Hughes, head of fund selection at the online platform and stockbroker, said the biggest story in markets currently is the dispersion between value and growth stocks – a gap that has been driven wider by the explosive growth of tech companies over the last year.
He said growth stocks have had a “phenomenal year” while “value has been left behind”.
“You’re seeing this really big dispersion,” he added. “As a result, these ‘boring old companies’ are being left behind, be it banks or miners – they are priced like they are never going to make any money again and yet, they are good businesses which are profitable, so there is this huge gap widening between the two.”
Speaking to our sister publication Portfolio Adviser, Hughes cited online food takeaway service Just Eat’s move into the FTSE 100 two weeks ago as evidence of this growing gap, as it is now worth more than supermarket Sainsbury’s.
He described this as one of the “strange anomalies around at the moment”.

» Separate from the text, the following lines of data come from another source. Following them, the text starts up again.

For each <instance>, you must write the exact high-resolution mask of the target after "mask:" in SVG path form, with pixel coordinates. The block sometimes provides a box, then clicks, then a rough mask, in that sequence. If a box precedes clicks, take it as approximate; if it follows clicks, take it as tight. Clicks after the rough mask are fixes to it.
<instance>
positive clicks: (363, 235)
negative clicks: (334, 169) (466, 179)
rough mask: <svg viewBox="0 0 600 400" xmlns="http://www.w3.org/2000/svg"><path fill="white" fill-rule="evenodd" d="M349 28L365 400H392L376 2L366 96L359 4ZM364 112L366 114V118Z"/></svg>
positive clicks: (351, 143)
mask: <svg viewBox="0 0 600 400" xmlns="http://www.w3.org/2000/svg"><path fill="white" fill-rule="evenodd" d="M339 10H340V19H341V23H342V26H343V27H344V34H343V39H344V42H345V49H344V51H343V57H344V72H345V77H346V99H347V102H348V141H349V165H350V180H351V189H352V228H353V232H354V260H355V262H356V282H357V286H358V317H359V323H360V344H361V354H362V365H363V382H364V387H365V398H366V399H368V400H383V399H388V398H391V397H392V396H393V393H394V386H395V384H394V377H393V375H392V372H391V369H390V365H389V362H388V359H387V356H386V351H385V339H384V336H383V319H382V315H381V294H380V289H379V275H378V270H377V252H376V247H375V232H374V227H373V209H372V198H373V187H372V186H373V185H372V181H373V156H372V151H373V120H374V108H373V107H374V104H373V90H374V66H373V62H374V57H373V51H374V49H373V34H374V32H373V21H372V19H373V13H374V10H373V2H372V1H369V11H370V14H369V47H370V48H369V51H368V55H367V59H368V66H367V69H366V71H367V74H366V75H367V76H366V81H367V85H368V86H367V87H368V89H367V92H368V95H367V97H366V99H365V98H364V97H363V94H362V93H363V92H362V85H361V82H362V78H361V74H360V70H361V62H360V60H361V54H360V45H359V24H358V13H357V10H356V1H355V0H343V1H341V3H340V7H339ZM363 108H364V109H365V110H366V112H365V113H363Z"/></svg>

Hughes added: “Businesses such as Sainsbury’s and Tesco are still making profit, but investors appear to be losing interest in these stocks because of the exciting technology that they believe is going to grow forever – but it’s not going to happen.
“Trends in the industry are like an elastic band and currently, it’s very tightly stretched so when it snaps back, it will snap back hard.”
Hughes argued that historically when the gap between value and growth has widened, it “still eventually reverses and when it does, it does so really quickly”.
Just a bubble
Looking at 2018, Hughes predicts that “tech stocks will take a pause and the market will flip on its head because it’s just a bubble”.
“Investors will then be likely to look at those cheap, unloved and forgotten companies again, which will do really well, and the ones that have done well this year, will just tail off,” he added.
Advising investors to remain cautious, Hughes said that the trick for 2018 will be to remain diversified and not be greedy.
He added: “This looks like it will be the big picture, not just in the UK but everywhere. If you look at emerging markets, the top five stocks are tech stocks, in the US some of the biggest stocks now are tech and so everyone has voted on that.
“But when it reverses, it will be painful. If you are caught on the wrong side of that, it could really take away, so don’t be greedy.”